Picture Credit: CC0 LicenseWho is the Test For?
If you were planning to book yourself in for these tests as a regular part of your healthcare routine, then think again. With Alzheimer’s blood testing still being so fresh from the clinical trial stage, it’s currently only available for individuals over the age of 55 who are already showing signs and symptoms of Alzheimer’s.
It’s also important to note that the test, itself,l isn’t a standalone tool for diagnosis. If you suspect you’re experiencing symptoms of Alzheimer’s, it’s still essential to work with a healthcare provider who will also consider personal factors including medical history and cognitive evaluations.
How Does the Blood Test Work?
‘Lumipulse G pTau217/ß-Amyloid 1-42 Plasma Ratio testing works by measuring two blood plasma proteins, pTau217, and beta-amyloid 1-42. A ratio of these proteins tends to correlate with hallmarks of Alzheimer’s, such as the occurrence or absence of amyloid plaques in the brain.

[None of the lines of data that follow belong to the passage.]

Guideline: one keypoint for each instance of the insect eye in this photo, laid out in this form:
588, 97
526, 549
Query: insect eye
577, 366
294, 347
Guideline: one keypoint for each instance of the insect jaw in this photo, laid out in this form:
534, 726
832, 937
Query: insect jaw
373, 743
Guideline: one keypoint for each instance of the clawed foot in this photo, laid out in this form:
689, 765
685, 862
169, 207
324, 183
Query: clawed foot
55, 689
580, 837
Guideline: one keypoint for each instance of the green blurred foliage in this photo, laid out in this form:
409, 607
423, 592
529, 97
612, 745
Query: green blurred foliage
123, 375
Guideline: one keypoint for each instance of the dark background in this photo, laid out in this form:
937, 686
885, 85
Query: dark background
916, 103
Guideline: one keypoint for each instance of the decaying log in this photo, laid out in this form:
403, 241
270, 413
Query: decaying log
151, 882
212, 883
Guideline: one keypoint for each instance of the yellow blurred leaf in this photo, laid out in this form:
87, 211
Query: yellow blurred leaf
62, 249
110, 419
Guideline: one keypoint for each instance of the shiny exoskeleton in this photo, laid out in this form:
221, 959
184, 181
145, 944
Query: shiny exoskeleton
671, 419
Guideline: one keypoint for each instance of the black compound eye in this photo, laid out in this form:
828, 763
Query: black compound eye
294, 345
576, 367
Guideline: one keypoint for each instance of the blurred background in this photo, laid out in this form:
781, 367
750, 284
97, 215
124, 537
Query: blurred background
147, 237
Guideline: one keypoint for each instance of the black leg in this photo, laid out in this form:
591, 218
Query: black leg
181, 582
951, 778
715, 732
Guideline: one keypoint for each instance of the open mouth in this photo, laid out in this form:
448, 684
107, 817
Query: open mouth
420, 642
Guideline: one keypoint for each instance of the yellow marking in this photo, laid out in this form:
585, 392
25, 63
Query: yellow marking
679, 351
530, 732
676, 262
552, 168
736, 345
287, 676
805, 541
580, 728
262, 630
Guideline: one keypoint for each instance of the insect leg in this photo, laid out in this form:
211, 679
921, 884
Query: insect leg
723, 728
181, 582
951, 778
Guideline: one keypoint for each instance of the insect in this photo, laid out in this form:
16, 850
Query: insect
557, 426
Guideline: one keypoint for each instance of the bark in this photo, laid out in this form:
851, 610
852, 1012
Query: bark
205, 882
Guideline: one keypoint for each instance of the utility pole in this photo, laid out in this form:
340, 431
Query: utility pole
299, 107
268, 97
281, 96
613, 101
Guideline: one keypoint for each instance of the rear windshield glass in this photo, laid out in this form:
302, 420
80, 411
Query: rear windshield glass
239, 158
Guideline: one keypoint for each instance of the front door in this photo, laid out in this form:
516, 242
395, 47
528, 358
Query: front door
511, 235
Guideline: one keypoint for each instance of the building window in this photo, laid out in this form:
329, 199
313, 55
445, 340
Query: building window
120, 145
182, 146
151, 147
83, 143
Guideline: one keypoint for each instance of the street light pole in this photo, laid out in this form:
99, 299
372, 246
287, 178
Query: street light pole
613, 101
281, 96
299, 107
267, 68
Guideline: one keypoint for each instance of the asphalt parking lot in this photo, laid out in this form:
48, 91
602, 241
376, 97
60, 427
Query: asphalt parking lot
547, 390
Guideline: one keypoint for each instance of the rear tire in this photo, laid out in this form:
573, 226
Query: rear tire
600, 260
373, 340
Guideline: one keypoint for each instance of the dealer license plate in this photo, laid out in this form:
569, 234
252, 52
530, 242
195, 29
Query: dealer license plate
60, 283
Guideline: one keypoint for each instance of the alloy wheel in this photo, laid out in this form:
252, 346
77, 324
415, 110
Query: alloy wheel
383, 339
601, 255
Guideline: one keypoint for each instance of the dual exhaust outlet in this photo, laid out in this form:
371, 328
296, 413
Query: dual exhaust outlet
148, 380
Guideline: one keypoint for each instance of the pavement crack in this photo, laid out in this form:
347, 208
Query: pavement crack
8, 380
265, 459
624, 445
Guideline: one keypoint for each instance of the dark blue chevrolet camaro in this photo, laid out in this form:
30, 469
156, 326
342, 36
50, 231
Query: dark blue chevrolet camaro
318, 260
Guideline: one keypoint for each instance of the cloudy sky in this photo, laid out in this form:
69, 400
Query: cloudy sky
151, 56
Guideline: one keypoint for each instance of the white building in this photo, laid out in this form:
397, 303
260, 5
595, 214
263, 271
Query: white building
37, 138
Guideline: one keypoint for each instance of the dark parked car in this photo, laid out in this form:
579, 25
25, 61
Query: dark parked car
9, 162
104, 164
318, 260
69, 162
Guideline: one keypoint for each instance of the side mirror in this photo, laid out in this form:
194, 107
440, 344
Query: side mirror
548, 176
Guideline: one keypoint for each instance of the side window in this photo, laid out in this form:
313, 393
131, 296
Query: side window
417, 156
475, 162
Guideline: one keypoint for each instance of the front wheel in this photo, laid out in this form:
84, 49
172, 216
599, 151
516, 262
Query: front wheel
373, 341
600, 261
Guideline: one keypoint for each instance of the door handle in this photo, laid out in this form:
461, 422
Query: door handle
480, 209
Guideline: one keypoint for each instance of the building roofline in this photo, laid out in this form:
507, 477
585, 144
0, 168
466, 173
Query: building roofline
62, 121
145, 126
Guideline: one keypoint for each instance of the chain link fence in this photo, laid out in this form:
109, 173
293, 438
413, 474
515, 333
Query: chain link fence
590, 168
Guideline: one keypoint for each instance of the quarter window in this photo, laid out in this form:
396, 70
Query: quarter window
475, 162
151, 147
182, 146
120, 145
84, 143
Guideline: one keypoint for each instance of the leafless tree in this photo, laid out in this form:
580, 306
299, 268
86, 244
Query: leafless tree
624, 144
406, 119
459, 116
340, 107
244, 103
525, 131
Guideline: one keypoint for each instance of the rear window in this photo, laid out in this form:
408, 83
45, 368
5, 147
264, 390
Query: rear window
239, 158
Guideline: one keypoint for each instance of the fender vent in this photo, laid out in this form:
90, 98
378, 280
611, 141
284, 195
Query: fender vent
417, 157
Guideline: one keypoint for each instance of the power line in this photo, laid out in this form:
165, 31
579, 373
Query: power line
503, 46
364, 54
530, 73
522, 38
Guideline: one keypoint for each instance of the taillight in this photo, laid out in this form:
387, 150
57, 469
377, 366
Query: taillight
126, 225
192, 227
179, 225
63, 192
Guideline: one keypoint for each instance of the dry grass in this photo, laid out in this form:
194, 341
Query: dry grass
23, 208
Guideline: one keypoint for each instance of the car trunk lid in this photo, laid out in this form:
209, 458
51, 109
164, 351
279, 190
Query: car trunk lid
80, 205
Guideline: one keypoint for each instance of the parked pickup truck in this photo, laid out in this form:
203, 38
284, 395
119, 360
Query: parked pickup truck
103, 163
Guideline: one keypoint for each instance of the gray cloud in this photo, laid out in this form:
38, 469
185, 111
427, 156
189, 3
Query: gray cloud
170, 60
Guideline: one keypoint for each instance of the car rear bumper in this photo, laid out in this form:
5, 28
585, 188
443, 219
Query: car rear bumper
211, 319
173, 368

As mentioned, blood testing right now still sits alongside other hallmark techniques for Alzhemier’s diagnosis, which may also include use of imaging techniques like PET scans. However, the hope is that the ongoing development of blood test diagnosis will increase accessibility for patients without the financial means to cover these more costly diagnostic procedures.
Why is it Beneficial?
Fujirebio Diagnostics initially designed their blood test to increase the prevalence of early diagnosis, which can have a huge impact on Alzheimer’s prognosis. Many experts believe that this increased uptake of early recognition will facilitate the development and enhancement of new drug therapies, which right now include experimental options like Donepezil, Rivastigmine, and noopept powder. Blood tests also stand to significantly simplify Alzheimer’s diagnosis by increasing accessibility, and shortening what can be a long, and complicated process as it stands.
FDA approval was given on May 16th, and already Alzheimer’s blood testing looks set to change thousands of lives.